This presumption has inconvenient consequences in a federal system, such as Australia's, where legislative power is divided between the Commonwealth, the States and the self-governing Territories.

One of the inconvenient consequences of this provision is that from time to time courts strike down legislation or parts of legislation, and this presumption operates to bring the rest of the legislation crashing down with the particular provision that might have been found invalid by a court. One example of this quite recently for the ACT was the High Court decision in Capital Duplicators v. the ACT, in which the High Court invalidated an ACT law, or at least part of a law, declaring that the Business Franchise ("X" Videos) Act 1990 was an excise and therefore ultra vires the ACT Legislative Assembly. In cases such as this it is obviously undesirable that schemes which are capable of independent operation, apart from particular provisions which are identified by the court as being for various reasons unable to stand, should themselves collapse for the same reason.

This Bill will provide that an assumption should be created that an invalid provision of a Bill should be excised from that Bill. It should not be necessary for a whole Bill to collapse if a part which is bad can be removed from it without destroying the integrity of the rest of the Bill. It is inconvenient, obviously, for Acts of the Assembly to be struck down in this way and thus perhaps putting us in a position where, for example, legislation has been invalidly passed and requiring us to consider retrospective legislation, which we all abhor. This Bill allows for that excision.

It is necessary, however, I would submit, for the Government to review legislation very carefully, as quickly as possible after it has come under the scrutiny of a court which might have ruled a particular part of it to be invalid. Obviously, it will be up to the court to decide whether the particular provisions can be excised or not. That might be a process which leaves the Government in an inconvenient position. We should therefore make sure that we quickly examine legislation after such scrutiny by courts to see whether it should be rejigged, that is, through amendments or passage in a different form, so that we have the legislation in the form which is intended by the Assembly, not what is intended by a court which may have looked at it.

MR CONNOLLY (Attorney-General, Minister for Housing and Community Services and Minister for Urban Services) (8.50), in reply: I thank the Opposition for their support for this measure.

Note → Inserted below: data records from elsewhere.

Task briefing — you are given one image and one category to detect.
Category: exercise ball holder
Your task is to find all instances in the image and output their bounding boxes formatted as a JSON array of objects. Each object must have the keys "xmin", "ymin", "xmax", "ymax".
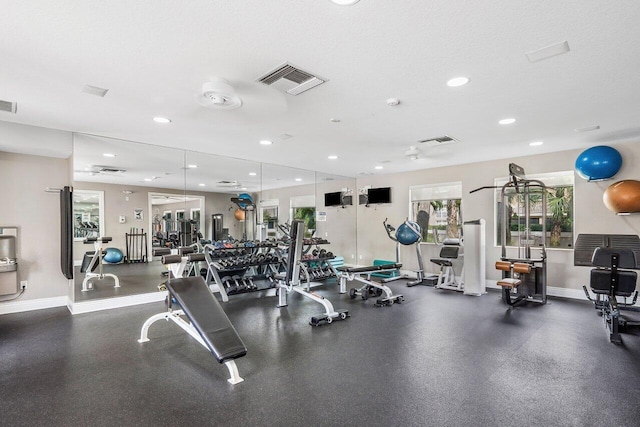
[
  {"xmin": 231, "ymin": 193, "xmax": 258, "ymax": 240},
  {"xmin": 383, "ymin": 218, "xmax": 428, "ymax": 287},
  {"xmin": 602, "ymin": 179, "xmax": 640, "ymax": 215},
  {"xmin": 575, "ymin": 145, "xmax": 622, "ymax": 182}
]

We actually did some delving into the annals to try to find why the ACT did not have this provision in its original Interpretation Act. It has been a feature of the Commonwealth Interpretation Act from 1901 and it has been a feature of every State Interpretation Act. The law in relation to severability is a standard part of a constitutional law course in every Australian university. Every law student is taught about severability and the importance of severability provisions, and nobody could recall why a severability provision was not inserted in the original ACT Interpretation Act. It seemed to have been a policy oversight when self-government was being established. It is an important provision to have in.